# Hop blends?



## Skillz (30/6/21)

I'm loving IPA and NEIPA alot.
I have been using the usual suspects, Citra, Mosaic, Galaxy, El Dorado.
It has recently been suggested to me by a certain supplier of hop goodness on facebook that you can't go wrong with Zamba, Sequoia, Trident for a NEIPA.
I had never heard of the first 2 and knew nothing other than the name of trident so after a little research was done I found out they are blends and seem very interesting.
QUESTIONS
Have you used any of them and your experiences.

Would you use just the one in a brew as its already a blend of multiple hops, I understand I can mix them but just wondering how others have gone with it.

Or if you are playing it safe and being that I'm just a tad over a noob keep it to the usual suspects?

And feel free to share all your fave hop combos for all to enjoy.


----------



## BrewLizard (1/7/21)

I've never used hop blends, but I know of Falconer's Flight, which is popular. I'd avoid anything that doesn't even tell you what's in it (let alone proportions). Imagine brewing a really nice beer then not being able to reproduce it if a product is discontinued or unavailable.

If you're after reproducing the flavours from those blends, something like Bru-1+Citra would work well for a description like Zamba's.

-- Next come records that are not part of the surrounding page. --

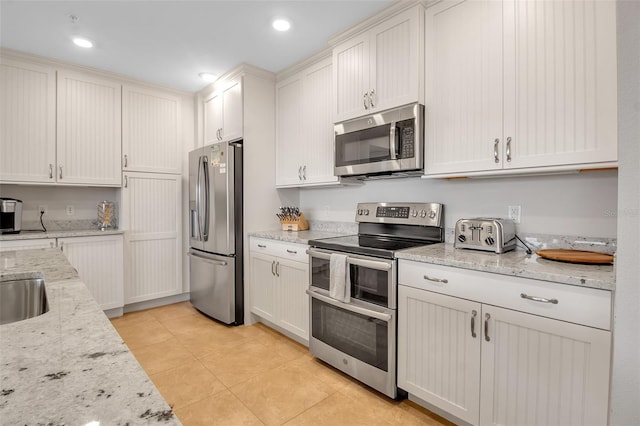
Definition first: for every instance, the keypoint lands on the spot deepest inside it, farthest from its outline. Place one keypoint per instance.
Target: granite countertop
(69, 366)
(516, 263)
(299, 237)
(32, 235)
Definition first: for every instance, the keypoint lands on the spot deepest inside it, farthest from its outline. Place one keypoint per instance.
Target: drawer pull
(436, 280)
(473, 323)
(487, 317)
(539, 299)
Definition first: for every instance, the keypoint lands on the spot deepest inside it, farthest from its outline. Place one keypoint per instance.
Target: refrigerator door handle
(207, 195)
(198, 201)
(206, 259)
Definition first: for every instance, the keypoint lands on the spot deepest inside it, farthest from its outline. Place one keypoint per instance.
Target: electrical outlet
(514, 213)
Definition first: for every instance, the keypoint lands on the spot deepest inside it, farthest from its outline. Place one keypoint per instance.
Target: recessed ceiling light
(82, 42)
(208, 77)
(281, 24)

I get that too many hop SKUs is a problem with freezer space (I even made a thread about it!), but the freedom to tweak proportions is a big part of brewing, IMO.

I'm also unsure how a hop blend would help a beginner grow and learn, given that you're adding another unknown to your process. At least with SMASH beers, you're developing a taste for what each individual contribution adds.

Just my 2c. Keen to hear contradictory opinions.


----------